About Alfred Brendel

Growing up in Vienna, it was always clear to me that Alfred Brendel was one of the greatest musicians. He played there frequently – and of course there were his recordings. But our first meeting came about in 1990, when I was invited to play for Mr. Brendel in Grafenegg where he had a concert. Unexpectedly, this became my first lesson. I played Beethoven’s „Appassionata“ Sonata and Schumann’s „Kreisleriana“ and he immediately started to correct and advise me.

Even in that first meeting he imparted some great truths. He told me, for instance, that the beginning of the Beethoven must be very clear, so clear that a musical person could write it down just through listening to my playing. Everything, he said, is there – the motivic material, the character of the piece. He compared it to a great movie where missing the first minute would cause you to not properly understand the film. Those beginnings are crucially important to him – he showed me how everything grows from there.

Each movement is for him a phenomenon in itself. He has always said to me that there are no rules that slavishly apply to every work – instead, you have to look carefully at every bar and then you have to try to find the solutions.

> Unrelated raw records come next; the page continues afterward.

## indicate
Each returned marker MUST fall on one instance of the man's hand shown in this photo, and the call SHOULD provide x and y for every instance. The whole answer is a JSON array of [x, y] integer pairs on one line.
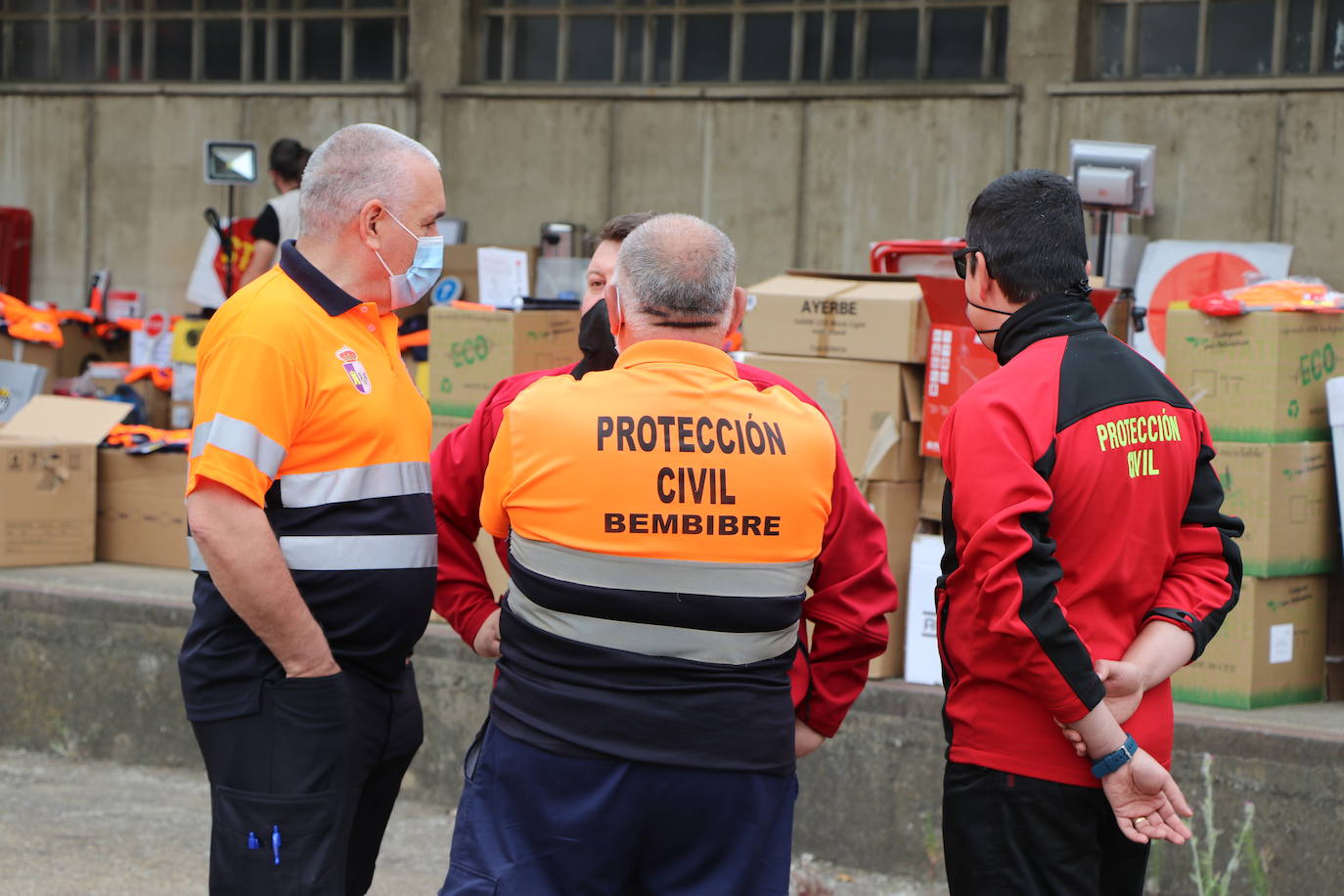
[[1125, 687], [487, 643], [805, 739], [245, 561], [313, 670], [1146, 802]]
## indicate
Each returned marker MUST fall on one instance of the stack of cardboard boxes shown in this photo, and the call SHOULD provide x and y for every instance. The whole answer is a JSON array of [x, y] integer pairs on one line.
[[1260, 381], [856, 347]]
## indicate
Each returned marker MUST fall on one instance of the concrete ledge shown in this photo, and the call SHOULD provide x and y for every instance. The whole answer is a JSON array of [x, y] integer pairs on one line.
[[87, 668]]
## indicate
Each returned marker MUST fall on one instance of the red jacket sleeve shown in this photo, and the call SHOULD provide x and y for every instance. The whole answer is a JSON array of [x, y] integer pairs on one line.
[[463, 596], [1006, 563], [1204, 578], [852, 591]]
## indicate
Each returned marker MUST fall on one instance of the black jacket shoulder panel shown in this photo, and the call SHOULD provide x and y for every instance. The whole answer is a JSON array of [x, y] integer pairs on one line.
[[1098, 371]]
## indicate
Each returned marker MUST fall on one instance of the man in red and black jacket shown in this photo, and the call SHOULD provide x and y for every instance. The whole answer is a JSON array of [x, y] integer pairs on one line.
[[851, 583], [1086, 560]]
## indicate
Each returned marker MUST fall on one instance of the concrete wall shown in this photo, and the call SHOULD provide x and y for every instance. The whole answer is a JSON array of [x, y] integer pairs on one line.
[[114, 180], [804, 177]]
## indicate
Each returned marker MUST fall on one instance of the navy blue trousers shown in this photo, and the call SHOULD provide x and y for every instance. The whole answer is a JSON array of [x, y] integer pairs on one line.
[[319, 766], [1016, 835], [531, 823]]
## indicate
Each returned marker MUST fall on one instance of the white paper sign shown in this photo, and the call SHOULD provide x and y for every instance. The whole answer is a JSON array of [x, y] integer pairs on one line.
[[1281, 643], [203, 288], [502, 276], [183, 381], [922, 662]]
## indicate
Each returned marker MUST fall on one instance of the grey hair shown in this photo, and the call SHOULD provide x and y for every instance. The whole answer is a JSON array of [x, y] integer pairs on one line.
[[679, 269], [351, 166]]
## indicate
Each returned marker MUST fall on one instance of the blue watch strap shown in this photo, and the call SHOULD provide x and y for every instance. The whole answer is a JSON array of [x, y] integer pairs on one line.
[[1113, 760]]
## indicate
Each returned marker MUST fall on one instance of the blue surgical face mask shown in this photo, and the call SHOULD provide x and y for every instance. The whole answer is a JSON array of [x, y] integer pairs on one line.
[[426, 266]]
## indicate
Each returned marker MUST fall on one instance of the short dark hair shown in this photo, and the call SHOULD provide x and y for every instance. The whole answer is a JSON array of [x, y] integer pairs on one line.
[[1030, 226], [290, 157], [621, 226]]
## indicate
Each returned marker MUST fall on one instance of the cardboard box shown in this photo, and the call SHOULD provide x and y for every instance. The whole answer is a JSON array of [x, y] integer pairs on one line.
[[823, 317], [922, 662], [895, 504], [49, 475], [870, 407], [25, 352], [957, 360], [1285, 495], [141, 510], [930, 490], [1269, 651], [1257, 378], [460, 262], [470, 351], [157, 402]]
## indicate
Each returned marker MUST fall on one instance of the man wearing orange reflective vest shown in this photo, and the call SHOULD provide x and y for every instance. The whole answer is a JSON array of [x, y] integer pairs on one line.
[[664, 520], [312, 529], [851, 572]]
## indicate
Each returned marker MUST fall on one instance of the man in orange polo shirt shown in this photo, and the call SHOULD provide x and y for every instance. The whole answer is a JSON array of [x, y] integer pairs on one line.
[[312, 529], [643, 734]]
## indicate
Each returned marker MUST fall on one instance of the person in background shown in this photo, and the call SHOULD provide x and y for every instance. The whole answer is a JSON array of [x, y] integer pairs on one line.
[[1086, 559], [312, 529], [464, 596], [279, 220], [643, 733]]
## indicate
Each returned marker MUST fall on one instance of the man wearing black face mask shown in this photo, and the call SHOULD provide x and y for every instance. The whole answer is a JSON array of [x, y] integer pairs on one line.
[[464, 596], [1086, 560]]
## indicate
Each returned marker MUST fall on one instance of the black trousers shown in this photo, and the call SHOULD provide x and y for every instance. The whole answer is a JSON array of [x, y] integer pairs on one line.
[[1010, 834], [301, 790]]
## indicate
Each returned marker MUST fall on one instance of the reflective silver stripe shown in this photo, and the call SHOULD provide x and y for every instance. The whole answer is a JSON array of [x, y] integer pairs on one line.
[[354, 484], [642, 574], [340, 553], [347, 553], [241, 438], [197, 560], [725, 648]]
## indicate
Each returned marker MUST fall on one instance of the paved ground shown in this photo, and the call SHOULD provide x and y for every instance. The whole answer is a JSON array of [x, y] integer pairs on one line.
[[90, 828]]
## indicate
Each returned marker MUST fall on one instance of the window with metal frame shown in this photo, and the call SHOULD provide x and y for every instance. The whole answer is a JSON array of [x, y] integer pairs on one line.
[[1217, 38], [704, 42], [244, 40]]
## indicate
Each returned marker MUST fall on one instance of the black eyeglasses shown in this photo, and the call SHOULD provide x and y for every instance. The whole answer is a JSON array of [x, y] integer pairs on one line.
[[959, 259]]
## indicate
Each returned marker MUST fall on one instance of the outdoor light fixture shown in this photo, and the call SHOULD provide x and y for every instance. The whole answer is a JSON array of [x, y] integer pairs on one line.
[[1116, 182]]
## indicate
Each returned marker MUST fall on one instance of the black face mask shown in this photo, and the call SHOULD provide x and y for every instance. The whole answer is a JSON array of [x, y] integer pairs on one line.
[[596, 341], [995, 310]]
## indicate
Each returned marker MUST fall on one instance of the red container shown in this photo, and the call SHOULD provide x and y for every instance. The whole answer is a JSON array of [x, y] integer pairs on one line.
[[15, 251]]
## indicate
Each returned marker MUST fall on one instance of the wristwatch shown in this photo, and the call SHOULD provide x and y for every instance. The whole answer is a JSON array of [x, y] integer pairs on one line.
[[1113, 760]]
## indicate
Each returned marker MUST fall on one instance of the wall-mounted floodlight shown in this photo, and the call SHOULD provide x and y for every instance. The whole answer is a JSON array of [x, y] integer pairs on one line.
[[1114, 182], [230, 162], [1116, 176]]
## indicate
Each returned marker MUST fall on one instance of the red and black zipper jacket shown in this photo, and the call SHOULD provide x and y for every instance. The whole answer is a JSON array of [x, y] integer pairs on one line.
[[1081, 504]]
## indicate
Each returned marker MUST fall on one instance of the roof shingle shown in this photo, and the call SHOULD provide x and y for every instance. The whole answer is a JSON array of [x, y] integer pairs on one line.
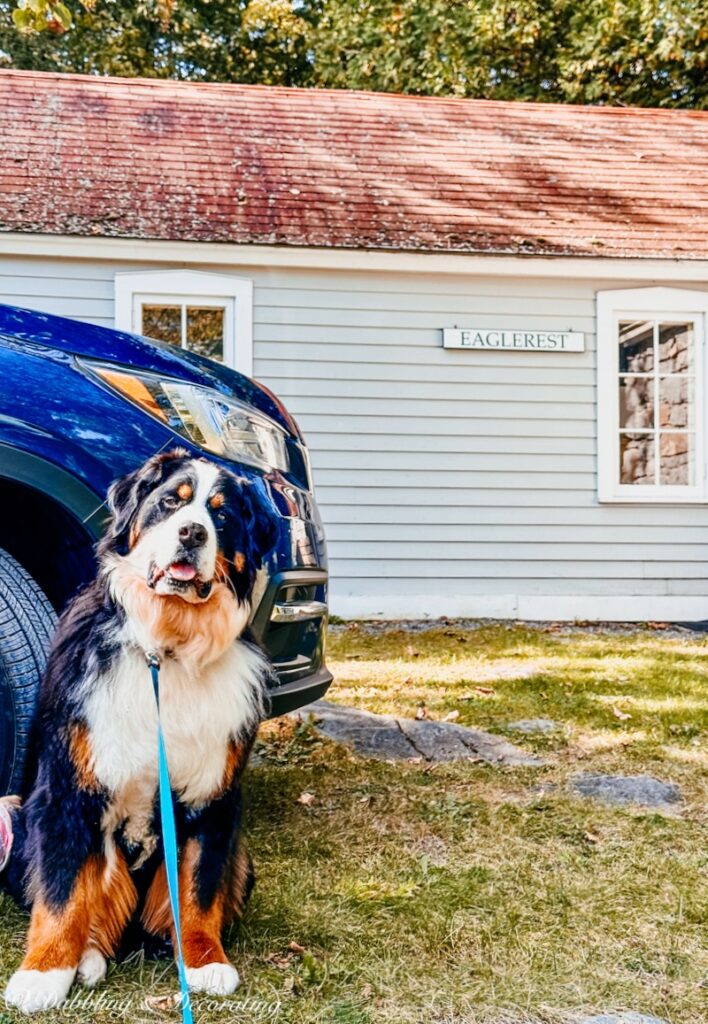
[[148, 159]]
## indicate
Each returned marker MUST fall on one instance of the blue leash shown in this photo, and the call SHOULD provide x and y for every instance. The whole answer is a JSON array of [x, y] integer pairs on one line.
[[169, 842]]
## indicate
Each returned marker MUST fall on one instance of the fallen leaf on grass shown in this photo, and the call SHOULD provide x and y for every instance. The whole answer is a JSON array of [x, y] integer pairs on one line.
[[163, 1004], [281, 961], [622, 715]]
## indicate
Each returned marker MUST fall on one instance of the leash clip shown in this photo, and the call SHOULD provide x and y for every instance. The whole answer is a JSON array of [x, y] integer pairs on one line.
[[153, 658]]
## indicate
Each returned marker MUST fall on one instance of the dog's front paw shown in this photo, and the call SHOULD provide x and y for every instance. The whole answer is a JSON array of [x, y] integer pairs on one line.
[[34, 990], [92, 968], [215, 979]]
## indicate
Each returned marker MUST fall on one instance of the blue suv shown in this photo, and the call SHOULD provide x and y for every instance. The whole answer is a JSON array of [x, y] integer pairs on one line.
[[82, 404]]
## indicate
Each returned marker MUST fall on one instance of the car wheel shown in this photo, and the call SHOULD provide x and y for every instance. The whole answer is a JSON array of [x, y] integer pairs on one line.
[[27, 625]]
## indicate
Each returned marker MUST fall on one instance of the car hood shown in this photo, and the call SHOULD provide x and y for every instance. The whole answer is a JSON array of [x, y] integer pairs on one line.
[[109, 345]]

Some musicians are so concerned with detail that they can sound pedantic and lose the sense of line; others play with a lot of passion but miss some of the refinement. The combination of these concerns is what makes his playing so great and he looks for this in his pupils when teaching. When I play a whole movement through for him he will first comment in a general sense and then go into the details.

I feel privileged to have learnt from him – the most important thing to have happened to me in my musical life. As his pupil you feel part of a tradition emanating all the way from his own teacher, Edwin Fischer, in which the composer, rather than the interpreter, comes first.

As a pianist, as a lecturer and as an essayist (in fact, he has given us some of the best writing on music there has ever been), his is a very important career. He was one of the first pianists who really took Schubert seriously, without any sense of kitsch, and showed what a great composer for piano he was. He was similarly important in rediscovering Liszt’s and Haydn’s piano works. It is these great composers, plus the music of Mozart, Beethoven and Schumann, to whom he has dedicated most of his time.

Rather like a highly skilled actor, he is extremely versatile and is able to convey a wide range of character, carefully chosen to suit the music he is playing. It is far more important to him to be absorbed into the music than to let his own personality dominate, yet one can always recognise his playing. His sound is very balanced and colourful and he can evoke the sound of a whole orchestra. There is this sense of declamation in his playing, a combination of singing and speaking.

And in Haydn, in Beethoven, he has shown how some of these pieces make no sense unless you get the humour of the music. He has lectured and written on this also. It is an important element to him and so actually I wasn’t surprised when a couple of years ago Mr. Brendel came up with his own comic poems. It seemed a natural step to take for an always insightful, multifaceted artist.